В тот день, уходя, Суат, как всегда, напоследок посмеялся над ним.
— Не смотри на меня так грустно, будто я на самом деле умер, — сказал он. — Я не собираюсь оставлять мир тебе одному.
Суат сдержал слово. В ту минуту эта шутка вызвала у Мюмтаза беспокойство, а сейчас оказалась правдой, только с совершенно иным и более глубоким смыслом, и теперь вновь мучила его.
Конечно же, ни мысли о Суате, ни мысли о Нуран, никакие прочие мысли теперь его не оставят. И Мюмтазу оставалось только одно — пронести их с собой через всю жизнь и внезапно самому разлететься на мелкие осколки.
Часть четвертая
МЮМТАЗ
I
Когда, распрощавшись с Иджляль и Муаззез, Мюмтаз вернулся в Эминёню, было двадцать минут шестого. Поначалу он некоторое время наблюдал за толпой, которая предпринимала безуспешные попытки как-нибудь забраться в трамваи. Иного выхода не было, нужно было брать такси. Но тогда он слишком рано приехал бы в Баязид. Утром он случайно проснулся с Орханом, который сказал: «Ждите меня в шесть часов!» Было еще рано. Мюмтазу не хотелось одному сидеть в кофейне и ждать остальных. Там ведь было так много знакомых… Впервые за две недели он собирался встретиться с друзьями. Ему было не по себе при мысли, что к ним может присоединиться кто-то чужой. «Я беззащитный человек».
Внезапно он сам удивился собственным мыслям. А ведь он и в самом деле был беззащитным. Ведь люди с легкостью заставляли его принимать себя и свои желания. И это всё? Его мысли постоянно крутились вокруг Нуран. При этом он отнюдь не чувствовал себя таким измученным, как опасался. Он лишь ощущал усталость и, задумчиво шагая по улице, испытывал в душе покой тех, кто привык к предательству судьбы.
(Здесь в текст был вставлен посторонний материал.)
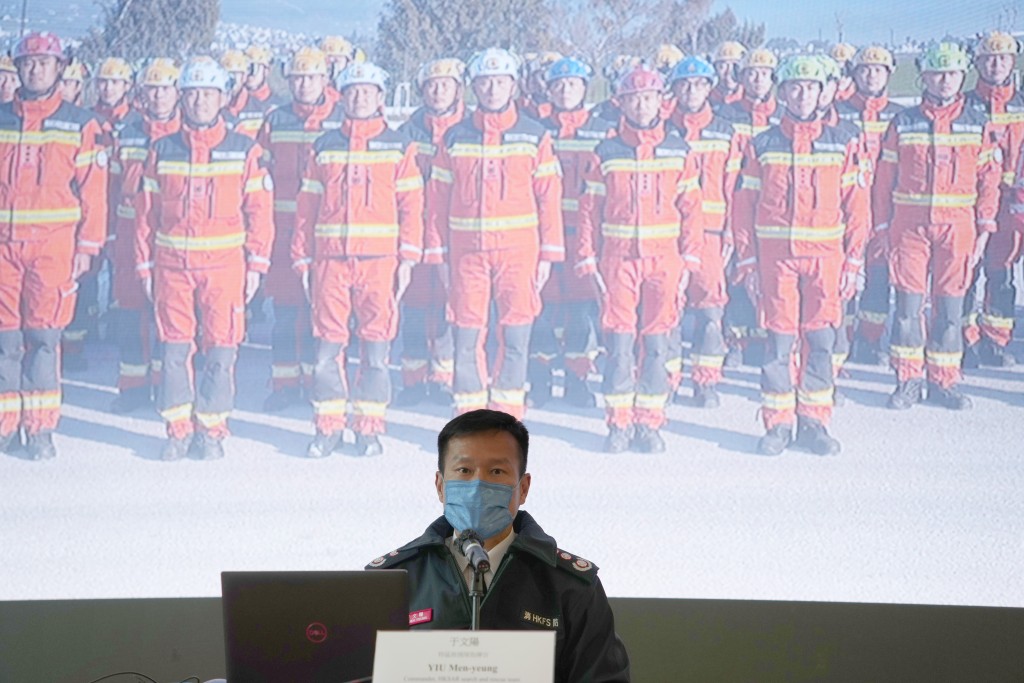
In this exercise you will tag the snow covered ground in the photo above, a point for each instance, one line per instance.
(924, 506)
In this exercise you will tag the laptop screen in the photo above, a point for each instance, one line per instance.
(309, 626)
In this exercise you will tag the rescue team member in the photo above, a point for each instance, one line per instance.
(358, 232)
(52, 224)
(496, 220)
(566, 328)
(935, 200)
(641, 235)
(204, 232)
(800, 224)
(138, 369)
(997, 97)
(714, 142)
(427, 350)
(726, 60)
(870, 110)
(482, 481)
(751, 115)
(8, 79)
(287, 137)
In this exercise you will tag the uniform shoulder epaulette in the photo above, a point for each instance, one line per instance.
(392, 559)
(576, 565)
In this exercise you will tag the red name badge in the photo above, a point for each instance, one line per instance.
(421, 616)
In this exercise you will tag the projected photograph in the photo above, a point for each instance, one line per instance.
(749, 272)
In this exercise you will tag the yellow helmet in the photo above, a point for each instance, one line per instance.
(307, 61)
(761, 57)
(115, 69)
(160, 72)
(448, 68)
(336, 46)
(997, 42)
(667, 56)
(259, 54)
(235, 60)
(842, 52)
(730, 50)
(75, 71)
(875, 55)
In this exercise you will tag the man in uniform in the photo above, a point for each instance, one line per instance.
(52, 224)
(358, 233)
(427, 350)
(205, 226)
(641, 235)
(287, 137)
(714, 142)
(988, 335)
(800, 223)
(496, 221)
(934, 202)
(138, 367)
(481, 480)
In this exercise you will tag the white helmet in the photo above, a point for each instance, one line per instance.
(361, 72)
(205, 73)
(493, 61)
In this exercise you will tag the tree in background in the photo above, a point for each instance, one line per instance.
(135, 30)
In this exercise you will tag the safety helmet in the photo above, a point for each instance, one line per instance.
(640, 79)
(306, 61)
(693, 68)
(336, 46)
(259, 54)
(997, 42)
(875, 55)
(843, 52)
(666, 57)
(568, 68)
(75, 71)
(943, 57)
(730, 50)
(160, 72)
(205, 73)
(115, 69)
(444, 68)
(761, 57)
(493, 61)
(364, 72)
(803, 68)
(235, 60)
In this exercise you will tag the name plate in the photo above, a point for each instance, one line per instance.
(465, 656)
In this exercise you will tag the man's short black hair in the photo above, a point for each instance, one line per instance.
(483, 421)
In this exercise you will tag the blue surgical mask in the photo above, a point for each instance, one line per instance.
(478, 505)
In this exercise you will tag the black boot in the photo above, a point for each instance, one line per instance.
(176, 449)
(578, 393)
(906, 394)
(776, 440)
(619, 439)
(647, 439)
(40, 446)
(812, 435)
(324, 444)
(368, 445)
(952, 397)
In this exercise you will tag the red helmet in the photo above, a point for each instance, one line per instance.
(639, 80)
(39, 43)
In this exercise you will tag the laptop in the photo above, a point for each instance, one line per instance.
(309, 626)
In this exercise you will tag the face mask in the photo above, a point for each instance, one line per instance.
(478, 505)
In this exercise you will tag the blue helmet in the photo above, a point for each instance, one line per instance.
(694, 68)
(568, 68)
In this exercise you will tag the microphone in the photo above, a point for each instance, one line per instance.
(471, 548)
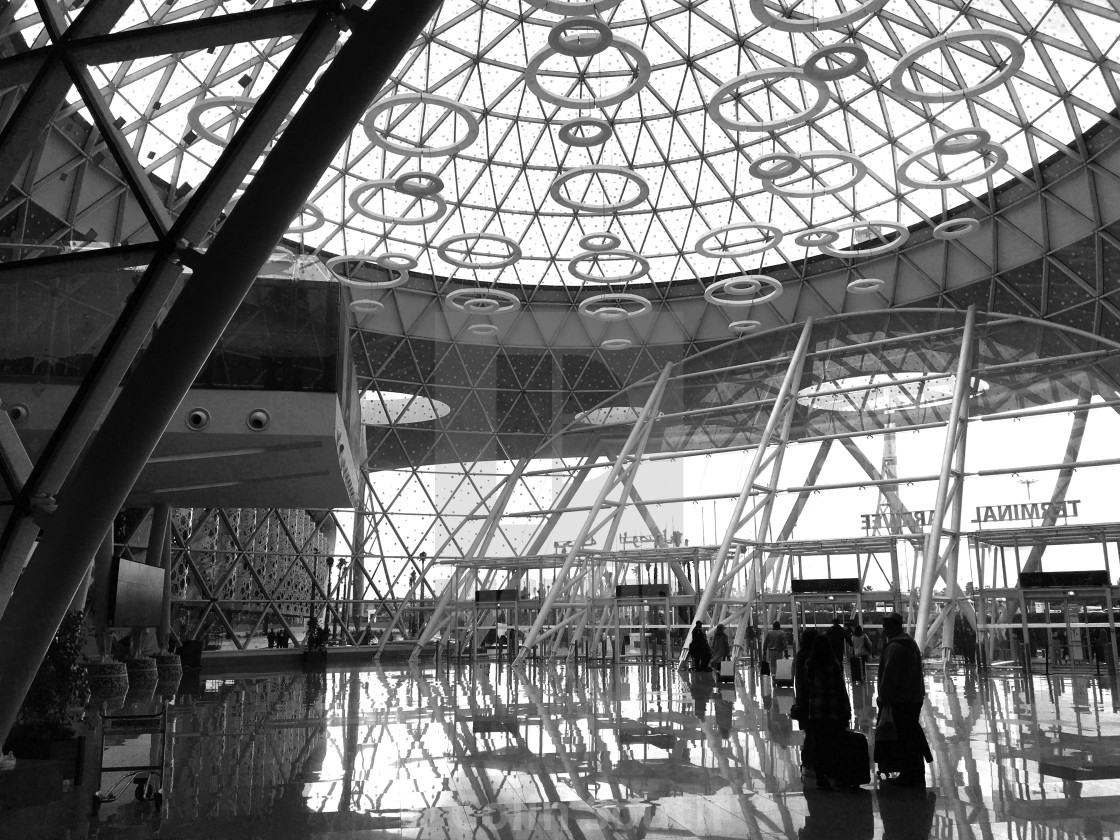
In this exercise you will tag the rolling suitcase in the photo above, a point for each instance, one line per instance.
(846, 758)
(783, 674)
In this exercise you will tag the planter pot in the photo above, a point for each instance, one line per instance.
(169, 666)
(106, 680)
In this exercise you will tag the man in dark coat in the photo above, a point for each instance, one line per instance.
(902, 687)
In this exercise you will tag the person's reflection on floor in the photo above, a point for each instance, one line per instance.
(701, 687)
(906, 812)
(836, 814)
(725, 710)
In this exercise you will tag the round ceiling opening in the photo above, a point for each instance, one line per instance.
(388, 408)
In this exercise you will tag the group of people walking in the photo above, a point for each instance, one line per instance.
(823, 708)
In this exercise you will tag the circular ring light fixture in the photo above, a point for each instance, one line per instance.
(615, 306)
(642, 270)
(372, 186)
(381, 262)
(744, 326)
(899, 229)
(317, 220)
(961, 141)
(600, 241)
(954, 229)
(642, 67)
(999, 160)
(365, 306)
(776, 165)
(817, 66)
(574, 45)
(557, 189)
(809, 24)
(866, 285)
(740, 288)
(195, 117)
(858, 167)
(815, 238)
(990, 37)
(747, 250)
(566, 8)
(772, 74)
(482, 301)
(467, 262)
(574, 132)
(369, 122)
(419, 185)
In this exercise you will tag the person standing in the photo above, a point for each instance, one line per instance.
(699, 649)
(859, 652)
(720, 645)
(774, 645)
(828, 708)
(902, 689)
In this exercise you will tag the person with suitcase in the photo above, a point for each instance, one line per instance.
(837, 754)
(859, 652)
(902, 690)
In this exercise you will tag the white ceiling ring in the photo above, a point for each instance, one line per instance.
(744, 326)
(365, 306)
(772, 74)
(747, 250)
(784, 165)
(817, 65)
(317, 220)
(566, 8)
(195, 115)
(615, 306)
(990, 37)
(642, 68)
(961, 141)
(394, 261)
(999, 160)
(642, 270)
(866, 285)
(572, 132)
(567, 36)
(419, 185)
(742, 297)
(482, 301)
(372, 186)
(467, 262)
(809, 24)
(402, 274)
(955, 229)
(559, 197)
(886, 248)
(600, 241)
(858, 167)
(369, 122)
(815, 238)
(483, 329)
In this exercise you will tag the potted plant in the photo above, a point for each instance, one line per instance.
(46, 727)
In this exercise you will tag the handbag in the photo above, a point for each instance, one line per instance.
(885, 728)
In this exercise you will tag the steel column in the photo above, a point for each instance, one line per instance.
(952, 462)
(98, 488)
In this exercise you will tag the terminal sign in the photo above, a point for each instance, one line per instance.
(1020, 512)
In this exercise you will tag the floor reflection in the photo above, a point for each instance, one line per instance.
(634, 752)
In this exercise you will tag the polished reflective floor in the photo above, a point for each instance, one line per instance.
(488, 752)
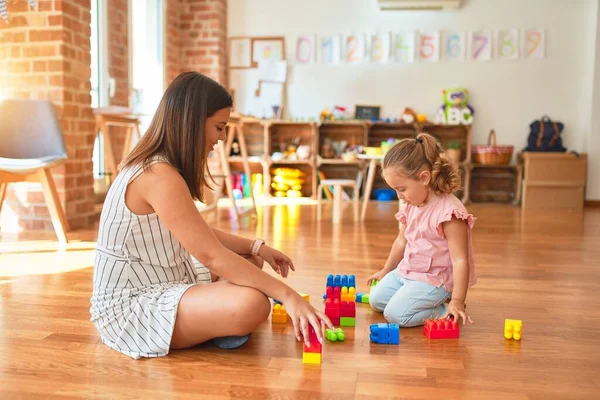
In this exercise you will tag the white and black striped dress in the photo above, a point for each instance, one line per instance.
(140, 273)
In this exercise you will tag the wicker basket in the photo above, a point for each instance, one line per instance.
(492, 154)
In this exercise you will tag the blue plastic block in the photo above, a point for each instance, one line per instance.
(385, 333)
(337, 281)
(329, 280)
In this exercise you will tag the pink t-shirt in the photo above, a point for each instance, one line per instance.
(427, 257)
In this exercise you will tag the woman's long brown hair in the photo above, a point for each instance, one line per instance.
(177, 128)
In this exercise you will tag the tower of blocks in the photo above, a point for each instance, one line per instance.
(312, 354)
(513, 329)
(341, 313)
(385, 333)
(279, 314)
(441, 329)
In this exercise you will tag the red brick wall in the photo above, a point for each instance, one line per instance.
(202, 38)
(45, 54)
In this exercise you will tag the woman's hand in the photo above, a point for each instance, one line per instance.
(377, 275)
(302, 313)
(458, 309)
(277, 260)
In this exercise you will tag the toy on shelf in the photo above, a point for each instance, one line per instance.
(335, 335)
(456, 110)
(312, 354)
(385, 333)
(441, 329)
(279, 315)
(287, 182)
(513, 329)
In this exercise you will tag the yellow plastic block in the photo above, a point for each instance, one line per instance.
(513, 329)
(279, 314)
(348, 294)
(305, 297)
(311, 358)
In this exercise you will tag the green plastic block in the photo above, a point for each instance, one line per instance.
(336, 335)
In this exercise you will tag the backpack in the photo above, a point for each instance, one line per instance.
(544, 135)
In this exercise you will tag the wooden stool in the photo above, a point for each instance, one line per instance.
(116, 116)
(337, 184)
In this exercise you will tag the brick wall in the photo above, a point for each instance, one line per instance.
(45, 54)
(201, 35)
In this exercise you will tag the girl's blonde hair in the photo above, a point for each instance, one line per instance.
(424, 152)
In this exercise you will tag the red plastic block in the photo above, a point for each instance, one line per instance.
(333, 293)
(332, 308)
(315, 345)
(441, 329)
(348, 309)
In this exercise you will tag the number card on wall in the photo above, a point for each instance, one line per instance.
(429, 47)
(454, 46)
(305, 49)
(356, 49)
(404, 47)
(481, 45)
(330, 51)
(508, 44)
(380, 48)
(534, 43)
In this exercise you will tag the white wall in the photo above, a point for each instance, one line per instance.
(507, 95)
(593, 138)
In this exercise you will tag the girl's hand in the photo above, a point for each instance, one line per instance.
(277, 260)
(457, 309)
(302, 314)
(377, 275)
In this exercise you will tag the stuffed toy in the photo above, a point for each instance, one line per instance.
(456, 110)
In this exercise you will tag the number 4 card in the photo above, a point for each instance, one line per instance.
(481, 45)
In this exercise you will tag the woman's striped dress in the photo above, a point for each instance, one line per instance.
(140, 273)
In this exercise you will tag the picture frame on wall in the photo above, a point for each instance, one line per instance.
(240, 52)
(267, 49)
(370, 113)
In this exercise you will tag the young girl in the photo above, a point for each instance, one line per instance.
(147, 298)
(431, 260)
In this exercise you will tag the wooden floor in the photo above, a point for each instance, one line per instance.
(543, 269)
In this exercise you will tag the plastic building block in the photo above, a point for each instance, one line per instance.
(312, 354)
(441, 329)
(348, 294)
(335, 335)
(311, 358)
(333, 292)
(348, 309)
(513, 329)
(279, 314)
(385, 333)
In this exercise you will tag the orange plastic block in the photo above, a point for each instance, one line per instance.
(441, 329)
(513, 329)
(279, 314)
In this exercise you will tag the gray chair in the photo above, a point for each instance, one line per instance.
(31, 143)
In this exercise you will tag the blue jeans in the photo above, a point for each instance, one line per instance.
(407, 302)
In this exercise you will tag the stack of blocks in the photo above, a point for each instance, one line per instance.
(513, 329)
(340, 305)
(312, 354)
(362, 297)
(385, 333)
(441, 329)
(279, 314)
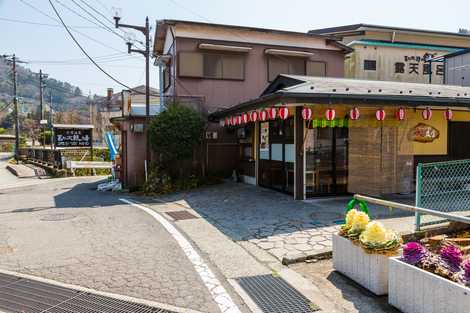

Проходя под аркой Новой мечети, в которой летом всегда был приятный сквозняк, он повторил: «Я беззащитный человек… У меня могут забрать все».
Минуту он постоял в толпе Султан-хамама, озираясь по сторонам. Здесь, должно быть, было самое оживленное место в городе. Кипела толпа людей, автомобилей и груженых повозок. «Какой-нибудь художник-модернист мог бы изобразить эту толпу под арками старинного постоялого двора, и это было бы уместно. Но как же здесь шумно!»